Kamal Boullata was a Palestinian artist, writer and art historian. Graduating with a diploma in fine art, from the Accademia di Belle Arti, Rome in 1965, he went on to pursue further studies at the Corcoran School of Art, Washington, DC, from 1968 – 71, where he received an MFA. Over the last four decades he lived in the USA (1968-1992), Morocco (1993-1996), and France (1997-20120. He died in Berlin in 2019, a city in which he had lived since 2012.

 

Primarily working in silkscreen, much of Boullata’s work used Kufic script, an early form of Arabic calligraphy to create colourful, geometric compositions on paper. Evoking his childhood, spent in Jerusalem, much of Boullata’s work explores themes of identity and exile by drawing from the rich decoration of the Dome of the Rock as well as the distinctive embroidery of his native Palestine.

 

Boullata received numerous awards and research grants during his lifetime, including the Fulbright Senior Scholar Fellowship to research Islamic art in Morocco, in 1993 and 1994, and the Ford Foundation Research Grant, New York, to research the origins of painting in Palestine (1740 – 1940), in 2001. The artist’s pioneering studies on Palestinian art were the subject of three publications and his writings on classical and contemporary Arab art and culture and were published in numerous catalogues, anthologies and academic journals.

 

The artist’s solo exhibitions included, Addolcendo, Meem Gallery, Dubai, 2017; ‘... And There Was Light’, Berloni Gallery, London, 2015; Bilqis, Wiensowski & Harbord, Berlin, 2013; Mare Nostrum, Musée du Château Dufresne, Montreal, 2002. Group exhibitions include, The Sea Suspended, Tehran Museum of Contemporary Art, Tehran, 2016; Imperfect Chronology: Arab Art from the Modern to the Contemporary. Debating Modernism II, Whitechapel Gallery, London, 2016; Adventures of the Black Square: Abstract Art and Society 1915-2015, Whitechapel Gallery, London, 2015; Tariqah, Barjeel Art Foundation, Sharjah, 2014; Modernité plurielle. Art arabe contemporain, Institut du Monde Arabe, Paris, 2008; Word Into Art: Artists of the Modern Middle East, British Museum, London, 2006.

 

Boullata’s paintings, silkscreens, and livres d’artiste were exhibited in Europe, the US, France, and the Middle East.
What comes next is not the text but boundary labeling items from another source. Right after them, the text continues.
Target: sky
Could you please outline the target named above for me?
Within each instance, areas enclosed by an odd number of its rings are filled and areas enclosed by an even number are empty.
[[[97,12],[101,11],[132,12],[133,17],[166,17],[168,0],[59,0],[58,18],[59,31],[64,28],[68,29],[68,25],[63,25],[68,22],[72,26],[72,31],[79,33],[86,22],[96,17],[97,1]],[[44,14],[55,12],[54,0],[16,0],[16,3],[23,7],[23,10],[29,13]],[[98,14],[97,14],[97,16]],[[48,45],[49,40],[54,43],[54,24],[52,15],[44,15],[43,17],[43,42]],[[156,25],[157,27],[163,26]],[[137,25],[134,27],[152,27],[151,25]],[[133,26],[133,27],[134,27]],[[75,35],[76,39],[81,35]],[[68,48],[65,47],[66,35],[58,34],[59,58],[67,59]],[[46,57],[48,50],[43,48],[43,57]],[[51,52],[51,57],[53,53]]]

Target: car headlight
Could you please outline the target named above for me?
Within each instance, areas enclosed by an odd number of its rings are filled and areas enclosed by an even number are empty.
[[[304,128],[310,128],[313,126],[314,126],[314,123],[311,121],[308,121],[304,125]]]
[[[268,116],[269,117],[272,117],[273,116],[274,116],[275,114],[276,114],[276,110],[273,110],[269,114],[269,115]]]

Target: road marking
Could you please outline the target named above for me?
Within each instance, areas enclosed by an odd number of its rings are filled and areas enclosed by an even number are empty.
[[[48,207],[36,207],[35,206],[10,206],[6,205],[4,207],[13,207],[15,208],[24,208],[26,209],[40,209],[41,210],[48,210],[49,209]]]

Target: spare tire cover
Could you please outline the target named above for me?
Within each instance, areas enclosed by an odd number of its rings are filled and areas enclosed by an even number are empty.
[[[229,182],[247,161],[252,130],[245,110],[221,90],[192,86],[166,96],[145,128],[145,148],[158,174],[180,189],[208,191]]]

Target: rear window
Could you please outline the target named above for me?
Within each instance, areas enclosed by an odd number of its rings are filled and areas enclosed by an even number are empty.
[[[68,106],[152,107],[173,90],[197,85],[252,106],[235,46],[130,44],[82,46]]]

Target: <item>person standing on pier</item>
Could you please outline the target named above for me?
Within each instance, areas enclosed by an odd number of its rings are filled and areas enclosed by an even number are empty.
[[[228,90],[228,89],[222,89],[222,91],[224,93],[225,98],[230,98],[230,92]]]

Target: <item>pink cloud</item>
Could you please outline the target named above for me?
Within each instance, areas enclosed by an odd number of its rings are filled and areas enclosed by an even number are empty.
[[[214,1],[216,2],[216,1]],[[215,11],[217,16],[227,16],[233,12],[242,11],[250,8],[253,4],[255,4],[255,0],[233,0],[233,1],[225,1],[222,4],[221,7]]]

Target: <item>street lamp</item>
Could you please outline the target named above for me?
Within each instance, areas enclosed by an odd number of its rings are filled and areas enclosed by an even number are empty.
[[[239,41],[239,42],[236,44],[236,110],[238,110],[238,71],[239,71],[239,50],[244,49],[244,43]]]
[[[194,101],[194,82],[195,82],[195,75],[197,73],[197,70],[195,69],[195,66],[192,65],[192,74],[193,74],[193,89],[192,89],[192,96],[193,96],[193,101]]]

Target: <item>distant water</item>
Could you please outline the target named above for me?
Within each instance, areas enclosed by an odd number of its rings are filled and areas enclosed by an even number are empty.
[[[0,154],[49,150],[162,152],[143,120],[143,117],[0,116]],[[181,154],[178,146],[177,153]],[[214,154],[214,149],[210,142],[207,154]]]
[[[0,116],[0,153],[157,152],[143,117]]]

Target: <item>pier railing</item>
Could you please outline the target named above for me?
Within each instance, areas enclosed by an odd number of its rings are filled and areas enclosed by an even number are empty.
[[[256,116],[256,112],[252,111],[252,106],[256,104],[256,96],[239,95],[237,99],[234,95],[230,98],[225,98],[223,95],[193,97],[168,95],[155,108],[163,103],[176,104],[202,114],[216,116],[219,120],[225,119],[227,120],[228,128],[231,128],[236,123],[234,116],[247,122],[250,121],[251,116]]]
His work can be found in many private and public collections including the British Museum, London; Institut du Monde Arabe, Paris; New York Public Library, New York; Barjeel Art Foundation, Sharjah; Khalid Shoman Foundation, Amman; Alhambra Islamic Museum, Granada; Sharjah Art Museum, Sharjah; Bibliothèque Louis Notari, Monaco and Mathaf and the Museum of Modern Arab Art, Doha.